Hoje Bob Dylan está de volta. O álbum Infidels, lançado no Brasil agora em janeiro de 1984, ainda apresenta um Dylan fiel a Cristo, aferrado às mesmas doutrinas que propagou com Slow Train Coming, Saved e Shot of Love. Entretanto, durante as gravações de Infidels, Dylan declarou: “Religião é uma palavra suja. Não significa absolutamente nada. A Coca-Cola é uma religião. O petróleo é o aço são religiões. Em nome da religião as pessoas têm sido estupradas, assassinadas e pervertidas. A religião de hoje é a servidão de amanhã.”
Dylan também não se mostrou disposto a uma volta à canção de protesto. Ao ser questionado se o disco apresentaria alguma canção política, Dylan foi categórico: “Não escrevo canções políticas. Canções políticas são slogans. Nem mesmo sei o que é política. É como uma serpente com a cauda na boca, um carrossel de pecados.”

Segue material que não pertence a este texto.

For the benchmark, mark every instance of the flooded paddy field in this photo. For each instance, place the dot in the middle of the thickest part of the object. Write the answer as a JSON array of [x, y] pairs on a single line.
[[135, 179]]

Mas em Infidels, contrariando o próprio compositor,  encontramos canções evangelizadas (como Man of Peace) mas também nos surpreendemos com outras altamente explosivas, de protesto e crítica ao estabelecido,  como Union Sundown. Ao ser posto contra a parede pelo repórter do semanário inglês New Musical Express, Dylan irritou-se: “As pessoas querem saber onde estou e qual é a minha, porque não sabem onde estão, nem qual é a delas.” 
De resto, Infidels nos apresenta um Bob Dylan amadurecido, capaz de, pela primeira vez, conciliar as duas grandes viagens que sempre empreendeu, paralelamente, ao longo da vida. De um lado, o compromisso com a crítica, com a revolução, com o engajamento político que caracterizou o Bob Dylan de princípios da década de 60. Por outro, o compromisso com a religiosidade, com o aprimoramento da alma, com o restabelecimento dos valores reais do caráter humano. O jovem rebelde iconoclasta cedeu lugar ao homem experiente, conhecedor dos mecanismos do poder, calmo e paciente, embora ainda combativo e contestador. Hoje, aos 42 anos de idade, Bob Dylan já sabe quantas estradas deve um homem percorrer antes que se possa chamá-lo, definitivamente, de um homem.